KiaI Mutawakkil mengungkapkan, eksistensi pesantren sUdah diakui banyak pihak. Termasuk di kalangan ilmuwan, baik nasional maupun internasional. Salah satunya, Clifford Geertz, ilmuwan dari Amerika Serikat yang mengatakan pesantren di Indonesia merupakan cultural broker (Makelar budaya) di tengah-tengah kehidupan masyarakat. “Artinya, pesantren-pesantren di Indonesia ini bisa memediasi antara budaya luar dengan budaya lokal ditengah-tengah kehidupan masyarakat. Pesantren bisa hidup dalam keragaman dan pesantren bisa menjadi teladan dalam kehidupan keragaman,” katanya.

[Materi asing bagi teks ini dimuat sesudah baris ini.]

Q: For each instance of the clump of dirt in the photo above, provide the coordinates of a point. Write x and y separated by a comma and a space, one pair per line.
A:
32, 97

Kiai Mutawakkil mencontohkan, dalam wisuda Stikes Hafshawaty Pesantren Zainul Hasan Genggong, Kamis (25/10/2018) kemarin, dari ratusan wisudawan itu, beberapa diantaranya merupakan non muslim. “Ada yang non muslim menempuh pendidikannya disini. Saya tadi yang mewisuda. Itu bukan hanya dari Jawa Timur, ada juga dari luar Jawa. Kita memiliki kesamaan, kita adalah anak-anak bangsa,” jelasnya.
Tidak heran jika kontribusi pesantren diakui pemerintah sejak orde lama, orde baru hingga reformasi. Yakni, dengan menjadikan pesantren bagian dari subjek pembangunan. Berbeda dengan sebelumnya, dimana pesantren hanya dijadikan objek pembangunan. “Itu mulai Gus Dur menjadi presiden sekitar tahun 2000-an. Tahun itu, sama dengan berdirinya Akper Hafshawaty. Karena waktu itu, saya di perintah Gus Dur mendirikan akademi kesehatan. Modalnya hanya nekat, serta untuk melanjutkan misi pesantren, yaitu memberikan pelayanan putra putri bangsa, khususnya putra putri umat,” lanjut kiai Mutawakkil.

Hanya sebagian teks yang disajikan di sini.